To give you credit, the World Bank does recognize that the miracle was mostly caused by the surplus of the economic growth during the neoliberal reforms that basically could pay off for the expansion of the alleviating poverty schemes in the 90s.
Nonetheless, those social policies are still very small when compared to other western developed economies - Chile is still a highly liberalized and unregulated economy with higher poverty rate than all other developed countries.

Looking at Chile in a slightly longer historical perspective, however, the real miracle is how fast income inequality increased during the dictatorship and how unable democratic governments have been to engineer a return to pre-Pinochet inequality levels.

.. .So the PT economic policies have clearly failed in comparison to what happened in Chile....
Again, you failed to contextualize the data. During Lula's government, the GDP per capita gap between Brazil and Chile greatly diminished.

The Flat tax actually has a number of advantages btw... And as soon as there is significant growth, "inequalities" increase because there is no known way to spread exactly equally (whatever that would mean) each extra dollar. And I am not sure what social cohesion means and how one would measure it.
That's not true in all cases. The high economic growth of Japan during the post-war years and the rapid rise of the East Asian Tigers in the last century was accompanied by severe reduction of income inequality.

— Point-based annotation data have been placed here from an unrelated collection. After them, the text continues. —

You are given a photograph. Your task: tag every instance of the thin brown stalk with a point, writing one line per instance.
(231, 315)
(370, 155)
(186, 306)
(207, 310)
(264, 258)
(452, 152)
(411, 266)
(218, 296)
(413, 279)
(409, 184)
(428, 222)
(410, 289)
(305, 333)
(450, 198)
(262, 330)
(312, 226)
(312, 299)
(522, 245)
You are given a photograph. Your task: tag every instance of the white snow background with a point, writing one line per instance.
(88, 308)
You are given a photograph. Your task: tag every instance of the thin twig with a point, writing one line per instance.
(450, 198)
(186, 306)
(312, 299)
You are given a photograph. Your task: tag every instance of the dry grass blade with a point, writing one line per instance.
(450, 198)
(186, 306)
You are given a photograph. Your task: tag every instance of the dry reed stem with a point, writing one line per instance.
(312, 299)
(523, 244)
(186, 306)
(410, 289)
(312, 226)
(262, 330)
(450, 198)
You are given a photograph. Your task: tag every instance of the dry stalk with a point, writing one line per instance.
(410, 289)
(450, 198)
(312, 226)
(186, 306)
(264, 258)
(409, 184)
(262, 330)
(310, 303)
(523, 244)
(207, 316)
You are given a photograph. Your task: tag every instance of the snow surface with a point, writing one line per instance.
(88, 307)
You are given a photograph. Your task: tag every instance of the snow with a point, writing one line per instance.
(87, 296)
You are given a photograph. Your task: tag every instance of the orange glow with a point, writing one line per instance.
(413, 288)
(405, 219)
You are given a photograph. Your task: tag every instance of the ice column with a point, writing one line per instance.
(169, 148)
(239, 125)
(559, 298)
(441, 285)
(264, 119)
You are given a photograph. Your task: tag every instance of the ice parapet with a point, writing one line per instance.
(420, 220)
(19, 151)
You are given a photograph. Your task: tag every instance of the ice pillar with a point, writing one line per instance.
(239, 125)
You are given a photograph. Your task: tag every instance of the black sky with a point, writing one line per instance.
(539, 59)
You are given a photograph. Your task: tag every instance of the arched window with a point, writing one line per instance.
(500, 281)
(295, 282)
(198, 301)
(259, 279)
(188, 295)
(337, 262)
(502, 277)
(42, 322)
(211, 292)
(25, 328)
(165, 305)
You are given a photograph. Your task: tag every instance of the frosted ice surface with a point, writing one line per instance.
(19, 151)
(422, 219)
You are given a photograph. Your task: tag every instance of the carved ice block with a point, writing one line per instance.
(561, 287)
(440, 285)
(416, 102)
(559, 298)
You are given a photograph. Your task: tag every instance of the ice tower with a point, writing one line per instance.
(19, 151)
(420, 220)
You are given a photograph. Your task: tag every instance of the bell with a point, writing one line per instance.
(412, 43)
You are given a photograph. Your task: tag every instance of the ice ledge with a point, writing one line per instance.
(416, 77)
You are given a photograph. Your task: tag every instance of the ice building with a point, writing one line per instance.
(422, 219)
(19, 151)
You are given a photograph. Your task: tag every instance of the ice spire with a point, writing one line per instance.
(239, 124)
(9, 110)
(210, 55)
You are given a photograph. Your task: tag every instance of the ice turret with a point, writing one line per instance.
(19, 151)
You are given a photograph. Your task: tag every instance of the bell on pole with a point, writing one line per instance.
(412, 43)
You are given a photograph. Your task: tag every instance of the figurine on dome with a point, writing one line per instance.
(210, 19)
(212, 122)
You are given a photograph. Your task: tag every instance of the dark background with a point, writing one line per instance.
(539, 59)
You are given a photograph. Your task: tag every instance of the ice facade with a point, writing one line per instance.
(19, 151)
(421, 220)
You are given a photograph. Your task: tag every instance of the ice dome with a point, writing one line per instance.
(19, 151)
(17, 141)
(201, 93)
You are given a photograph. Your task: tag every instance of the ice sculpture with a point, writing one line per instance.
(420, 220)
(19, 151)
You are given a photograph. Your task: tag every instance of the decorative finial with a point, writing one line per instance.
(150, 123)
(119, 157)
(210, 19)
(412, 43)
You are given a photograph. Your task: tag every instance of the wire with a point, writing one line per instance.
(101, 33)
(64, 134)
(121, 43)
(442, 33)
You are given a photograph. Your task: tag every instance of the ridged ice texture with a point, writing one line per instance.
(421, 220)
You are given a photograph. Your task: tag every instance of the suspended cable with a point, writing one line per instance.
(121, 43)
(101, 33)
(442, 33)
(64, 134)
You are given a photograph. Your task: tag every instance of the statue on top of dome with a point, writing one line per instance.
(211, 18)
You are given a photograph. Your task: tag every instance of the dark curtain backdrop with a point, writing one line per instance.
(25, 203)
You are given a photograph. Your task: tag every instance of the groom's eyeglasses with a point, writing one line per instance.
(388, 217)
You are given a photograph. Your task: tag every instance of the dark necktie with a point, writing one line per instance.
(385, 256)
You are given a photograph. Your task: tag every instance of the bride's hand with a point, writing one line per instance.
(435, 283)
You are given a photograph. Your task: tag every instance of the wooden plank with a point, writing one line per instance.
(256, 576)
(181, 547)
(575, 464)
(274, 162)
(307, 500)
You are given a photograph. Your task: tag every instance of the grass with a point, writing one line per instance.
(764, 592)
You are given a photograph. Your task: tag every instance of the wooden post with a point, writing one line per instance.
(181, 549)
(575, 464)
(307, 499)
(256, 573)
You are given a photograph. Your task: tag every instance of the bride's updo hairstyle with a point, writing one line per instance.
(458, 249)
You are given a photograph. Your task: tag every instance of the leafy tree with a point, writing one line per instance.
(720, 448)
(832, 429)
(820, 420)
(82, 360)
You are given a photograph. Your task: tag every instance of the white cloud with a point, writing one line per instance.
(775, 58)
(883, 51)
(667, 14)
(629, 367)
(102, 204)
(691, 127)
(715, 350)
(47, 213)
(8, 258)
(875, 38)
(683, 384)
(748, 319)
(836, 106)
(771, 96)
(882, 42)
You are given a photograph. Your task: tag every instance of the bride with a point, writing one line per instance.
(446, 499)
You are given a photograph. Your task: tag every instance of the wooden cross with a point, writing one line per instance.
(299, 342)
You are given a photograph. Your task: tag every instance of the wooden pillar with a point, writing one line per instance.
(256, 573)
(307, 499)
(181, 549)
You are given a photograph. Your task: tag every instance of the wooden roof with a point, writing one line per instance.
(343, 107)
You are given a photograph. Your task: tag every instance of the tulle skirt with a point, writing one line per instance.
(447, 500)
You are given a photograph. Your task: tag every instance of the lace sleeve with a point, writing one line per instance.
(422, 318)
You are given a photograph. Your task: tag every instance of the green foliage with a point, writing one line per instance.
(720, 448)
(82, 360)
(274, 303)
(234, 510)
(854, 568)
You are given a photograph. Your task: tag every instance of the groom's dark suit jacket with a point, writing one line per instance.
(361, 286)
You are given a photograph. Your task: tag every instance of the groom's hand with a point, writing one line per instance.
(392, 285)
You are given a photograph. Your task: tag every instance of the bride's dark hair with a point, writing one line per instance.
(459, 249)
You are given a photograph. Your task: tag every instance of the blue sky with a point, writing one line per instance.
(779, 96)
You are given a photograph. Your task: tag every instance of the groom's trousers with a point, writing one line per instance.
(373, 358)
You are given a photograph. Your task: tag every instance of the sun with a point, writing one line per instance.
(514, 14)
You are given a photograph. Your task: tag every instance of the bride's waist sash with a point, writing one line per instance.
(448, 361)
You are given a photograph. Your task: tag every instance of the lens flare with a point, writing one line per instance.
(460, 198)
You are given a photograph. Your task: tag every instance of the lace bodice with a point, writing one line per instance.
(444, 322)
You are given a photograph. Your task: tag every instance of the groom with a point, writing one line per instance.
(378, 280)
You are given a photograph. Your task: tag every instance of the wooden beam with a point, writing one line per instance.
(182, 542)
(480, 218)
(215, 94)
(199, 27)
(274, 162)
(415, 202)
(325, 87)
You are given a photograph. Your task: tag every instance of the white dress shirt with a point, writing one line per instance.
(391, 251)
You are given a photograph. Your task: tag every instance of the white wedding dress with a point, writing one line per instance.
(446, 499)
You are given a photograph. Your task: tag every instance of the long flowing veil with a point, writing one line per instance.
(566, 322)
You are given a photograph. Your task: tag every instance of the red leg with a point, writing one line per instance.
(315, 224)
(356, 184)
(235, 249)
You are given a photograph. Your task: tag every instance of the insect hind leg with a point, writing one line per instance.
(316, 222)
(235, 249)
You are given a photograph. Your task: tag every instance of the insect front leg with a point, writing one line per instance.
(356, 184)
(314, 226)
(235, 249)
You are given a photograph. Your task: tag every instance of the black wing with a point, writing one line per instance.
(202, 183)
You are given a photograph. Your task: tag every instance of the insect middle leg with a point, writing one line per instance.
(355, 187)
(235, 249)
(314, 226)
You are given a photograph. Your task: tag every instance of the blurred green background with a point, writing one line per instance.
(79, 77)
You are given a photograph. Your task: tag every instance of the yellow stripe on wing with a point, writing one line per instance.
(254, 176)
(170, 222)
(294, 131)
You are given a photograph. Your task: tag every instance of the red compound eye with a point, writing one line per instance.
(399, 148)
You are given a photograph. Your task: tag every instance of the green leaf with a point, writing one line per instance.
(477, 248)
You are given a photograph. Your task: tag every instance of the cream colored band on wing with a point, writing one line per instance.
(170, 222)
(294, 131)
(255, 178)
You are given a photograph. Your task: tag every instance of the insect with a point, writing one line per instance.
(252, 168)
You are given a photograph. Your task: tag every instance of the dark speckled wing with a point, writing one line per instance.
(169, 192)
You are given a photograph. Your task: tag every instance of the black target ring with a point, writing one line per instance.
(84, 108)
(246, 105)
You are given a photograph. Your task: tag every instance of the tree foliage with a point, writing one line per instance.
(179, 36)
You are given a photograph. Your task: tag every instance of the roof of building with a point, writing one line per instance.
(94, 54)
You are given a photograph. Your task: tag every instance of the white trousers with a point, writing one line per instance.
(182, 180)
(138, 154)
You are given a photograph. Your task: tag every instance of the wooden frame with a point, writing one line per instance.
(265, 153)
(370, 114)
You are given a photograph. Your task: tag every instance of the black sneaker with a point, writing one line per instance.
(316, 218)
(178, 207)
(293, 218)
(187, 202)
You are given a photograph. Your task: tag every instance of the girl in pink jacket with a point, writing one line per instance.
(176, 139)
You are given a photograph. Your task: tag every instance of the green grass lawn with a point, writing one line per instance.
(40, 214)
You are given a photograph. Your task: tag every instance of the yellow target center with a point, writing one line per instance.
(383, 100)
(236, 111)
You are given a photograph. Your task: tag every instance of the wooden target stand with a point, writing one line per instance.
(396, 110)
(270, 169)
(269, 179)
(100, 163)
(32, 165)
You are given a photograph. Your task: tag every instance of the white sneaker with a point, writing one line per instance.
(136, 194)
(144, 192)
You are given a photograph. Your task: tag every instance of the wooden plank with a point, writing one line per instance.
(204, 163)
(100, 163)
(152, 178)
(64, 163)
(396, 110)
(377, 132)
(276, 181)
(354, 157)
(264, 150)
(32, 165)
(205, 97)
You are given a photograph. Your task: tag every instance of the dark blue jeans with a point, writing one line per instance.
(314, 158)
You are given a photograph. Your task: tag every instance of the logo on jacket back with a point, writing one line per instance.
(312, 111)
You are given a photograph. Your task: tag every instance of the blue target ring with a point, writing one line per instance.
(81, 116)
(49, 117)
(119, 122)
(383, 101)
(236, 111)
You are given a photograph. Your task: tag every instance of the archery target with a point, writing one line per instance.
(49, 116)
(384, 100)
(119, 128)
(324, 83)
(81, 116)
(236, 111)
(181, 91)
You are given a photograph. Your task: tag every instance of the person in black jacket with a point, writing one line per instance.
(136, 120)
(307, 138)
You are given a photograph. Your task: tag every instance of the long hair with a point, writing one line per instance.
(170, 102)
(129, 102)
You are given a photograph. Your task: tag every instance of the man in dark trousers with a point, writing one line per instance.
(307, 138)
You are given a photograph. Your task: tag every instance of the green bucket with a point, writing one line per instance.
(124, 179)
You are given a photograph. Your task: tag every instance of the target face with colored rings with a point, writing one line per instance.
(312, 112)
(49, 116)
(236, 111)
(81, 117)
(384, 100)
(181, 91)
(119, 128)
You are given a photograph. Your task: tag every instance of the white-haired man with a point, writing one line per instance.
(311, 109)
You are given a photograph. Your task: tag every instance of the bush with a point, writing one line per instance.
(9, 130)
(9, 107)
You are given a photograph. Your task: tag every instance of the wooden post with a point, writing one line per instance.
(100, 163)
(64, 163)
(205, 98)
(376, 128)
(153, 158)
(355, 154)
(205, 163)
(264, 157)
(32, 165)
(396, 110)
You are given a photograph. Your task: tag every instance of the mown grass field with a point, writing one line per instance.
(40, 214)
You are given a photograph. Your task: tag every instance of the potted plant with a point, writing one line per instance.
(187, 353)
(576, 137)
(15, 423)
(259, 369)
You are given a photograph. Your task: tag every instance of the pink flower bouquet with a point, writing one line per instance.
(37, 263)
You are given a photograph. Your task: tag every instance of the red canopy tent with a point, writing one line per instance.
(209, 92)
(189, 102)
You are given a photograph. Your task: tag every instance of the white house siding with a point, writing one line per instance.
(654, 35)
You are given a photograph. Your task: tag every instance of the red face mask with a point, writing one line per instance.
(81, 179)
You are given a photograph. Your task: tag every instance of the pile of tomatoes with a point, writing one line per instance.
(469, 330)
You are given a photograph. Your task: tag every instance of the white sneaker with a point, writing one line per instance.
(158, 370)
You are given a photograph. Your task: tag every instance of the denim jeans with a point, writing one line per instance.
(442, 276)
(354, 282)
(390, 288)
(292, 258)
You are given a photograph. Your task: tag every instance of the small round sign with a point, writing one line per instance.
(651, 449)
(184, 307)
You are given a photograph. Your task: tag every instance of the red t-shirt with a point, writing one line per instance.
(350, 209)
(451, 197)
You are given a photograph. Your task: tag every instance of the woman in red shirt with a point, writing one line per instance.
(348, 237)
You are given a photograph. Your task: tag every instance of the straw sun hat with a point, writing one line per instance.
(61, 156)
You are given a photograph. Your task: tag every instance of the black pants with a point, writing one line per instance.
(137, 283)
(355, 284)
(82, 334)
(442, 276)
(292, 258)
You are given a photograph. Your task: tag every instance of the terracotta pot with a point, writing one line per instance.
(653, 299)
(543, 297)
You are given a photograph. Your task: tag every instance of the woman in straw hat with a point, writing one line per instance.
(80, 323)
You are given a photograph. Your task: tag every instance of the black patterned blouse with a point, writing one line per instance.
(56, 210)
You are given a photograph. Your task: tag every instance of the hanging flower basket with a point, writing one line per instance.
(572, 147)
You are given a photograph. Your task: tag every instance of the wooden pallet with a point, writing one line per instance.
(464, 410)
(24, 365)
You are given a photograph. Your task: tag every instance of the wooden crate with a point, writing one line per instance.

During their neoliberal reforms, Income inequality increased almost everywhere else in Latin America in the 1970s, so the Chilean trend under Pinochet should not be surprising. But the resulting inequality levels in the 1980s were extraordinary for a middle-income country, even for a Latin American one. They also proved persistent: in 2017 Chile was, together with Uruguay, the only Latin American economy classified as a ‘high income country’ by the World Bank, and yet in terms of income inequality it remains, with Brazil, the worst in the region. Latin American countries are generally much more unequal than expected according to their income, and Chile since Pinochet (and with no end in sight) is the most extreme case.

Is there high social cohesion in North Korea for example ?
Yes, there is.

In any case its not clear either way.... The policies you say he advocates are not guaranteed winners, nor losers.... Some of them have given positive effects in some places, others have failed... It is certainly something open to discussion and there are a variety of opinions.
Brazil is not Chile. Brazil doesn't have exactly the same kind of institutional basis and socioeconomic structures as Chile, and Bolsonaro is unwilling to change that. Neoliberal reforms in Brazil (if they are about to be implemented in its full) will lead to Crony Capitalism. The traditional economic elites will become more powerful, oligarchies will hold higher power over the economy and politics, more inequality will make the elite more able to control monopoly of political power creating a vicious cycle. More inequality in a highly volatile and unstable population will lead to more insecurity and the military will became more powerful and political pluralism will diminish. Not that Brazil is already witnessing that trend of events, but I'm expecting that to intensify in the upcoming years.